Communication among different VLANs is not possible if not for L3 device.

This is to demonstrate that in case of few VLANs I could even avoid trunk links, but using as many links as VLANs."

Correct.

"I know this theoretically, but I would have liked to find a solution – maybe even with more routers involved – to get different VLANs communicated one each other without using trunk links, otherwise I’d configure trunk link between the two switches and one trunk link only from router to the switch #1."
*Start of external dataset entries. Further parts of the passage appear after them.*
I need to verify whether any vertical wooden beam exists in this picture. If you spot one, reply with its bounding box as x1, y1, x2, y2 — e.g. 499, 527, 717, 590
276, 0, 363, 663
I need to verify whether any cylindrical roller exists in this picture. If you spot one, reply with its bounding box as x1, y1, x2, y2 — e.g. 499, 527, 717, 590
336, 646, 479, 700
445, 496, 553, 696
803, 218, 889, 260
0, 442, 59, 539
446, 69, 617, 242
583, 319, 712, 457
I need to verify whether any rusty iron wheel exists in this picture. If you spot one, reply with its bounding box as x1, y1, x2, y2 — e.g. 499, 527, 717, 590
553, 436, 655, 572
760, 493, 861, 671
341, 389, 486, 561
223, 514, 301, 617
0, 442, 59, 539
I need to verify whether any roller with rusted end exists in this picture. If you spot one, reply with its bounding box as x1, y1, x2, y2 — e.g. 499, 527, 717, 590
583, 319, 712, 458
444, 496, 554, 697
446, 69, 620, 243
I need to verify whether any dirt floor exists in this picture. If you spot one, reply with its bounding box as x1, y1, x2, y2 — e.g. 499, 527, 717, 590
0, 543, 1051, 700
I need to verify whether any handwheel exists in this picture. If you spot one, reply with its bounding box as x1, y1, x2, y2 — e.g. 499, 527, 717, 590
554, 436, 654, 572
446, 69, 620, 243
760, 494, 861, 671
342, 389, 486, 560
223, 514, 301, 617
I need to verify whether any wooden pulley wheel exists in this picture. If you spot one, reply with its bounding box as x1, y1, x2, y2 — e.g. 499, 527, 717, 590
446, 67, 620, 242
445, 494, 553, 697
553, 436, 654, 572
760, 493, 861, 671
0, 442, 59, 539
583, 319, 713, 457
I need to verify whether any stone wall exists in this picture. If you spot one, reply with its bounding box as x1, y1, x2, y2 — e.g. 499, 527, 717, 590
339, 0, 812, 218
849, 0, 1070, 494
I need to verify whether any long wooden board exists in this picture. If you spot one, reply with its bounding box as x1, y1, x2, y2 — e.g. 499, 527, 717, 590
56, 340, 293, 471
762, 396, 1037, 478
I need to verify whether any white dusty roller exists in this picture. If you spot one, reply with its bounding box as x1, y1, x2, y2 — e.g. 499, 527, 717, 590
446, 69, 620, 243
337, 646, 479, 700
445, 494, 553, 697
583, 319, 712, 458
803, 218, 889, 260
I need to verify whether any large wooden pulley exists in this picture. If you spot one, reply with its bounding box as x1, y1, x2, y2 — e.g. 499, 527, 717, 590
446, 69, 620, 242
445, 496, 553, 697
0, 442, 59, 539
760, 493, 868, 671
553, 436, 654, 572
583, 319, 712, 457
Sure, as the router has two interfaces, and you have two VLANs, you can use one link per VLAN to each router port, with the correct IP.  I.e. In you PT file, no need to use trunks at all.

Further, those two switch<>router links don't need to be on the same switch.  You already have two router port links, one to each switch, just need to make some configuration changes to make it work.  Take a try at that change, and if you get stuck, I'll provide the necessary changes.

Just reading the rest of the reply I'm replying to, I'm going to provide the changes:

router:

no interface GigabitEthernet0/0.5
no interface GigabitEthernet0/0.6

interface GigabitEthernet0/0
ip address 10.10.10.1 255.255.255.224

interface GigabitEthernet0/1
ip address 11.10.10.1 255.255.255.224

switch0:

default interface GigabitEthernet0/1
interface GigabitEthernet0/1
switchport access vlan 5
switchport mode access

switch1:

interface GigabitEthernet0/2
switchport access vlan 6
switchport mode access

Yes I arrived at your same configuration in my second PT files I had sent you yesterday. Thanks.

When before I said it didn't work when it was supposed to do, was because of buggy PT. Closing and reopening PT the the access links between switches (one with ports associated to VLAN5, and one with its ports associated to VLAN 6) as we said 2/3 days ago, all worked fine.

Hi Joseph,

as mentioned before PT is buggy. 

if you see picture below, I associated as I thought at the beginning and you confirmed in your last messag, port f0/6 to VLAN5 on both swithces, and f0/7 port to VLAN6 on both switches, and VLAN5 devices on SW1 can communicate with same vlan devices on SW2.

The same for VLAN6 devices.

Also I sorted out the communication between the two different VLANs devices with one router only.

It was not like I said before.

Even if I spread devices of one VLAN on two switches, they can communicate by L3 device (router).

If I have two VLANs and two links from switches to router, and I configure gateway for one VLAN on one interface, and the other gateway of the other VLAN on the other interface, they can communicate - CLASSIC INTERVLAN works! - because for the router those two subnets are directly connected to it.

I think we sorted out evertying.

I try to attach the PT file for you to check on your own.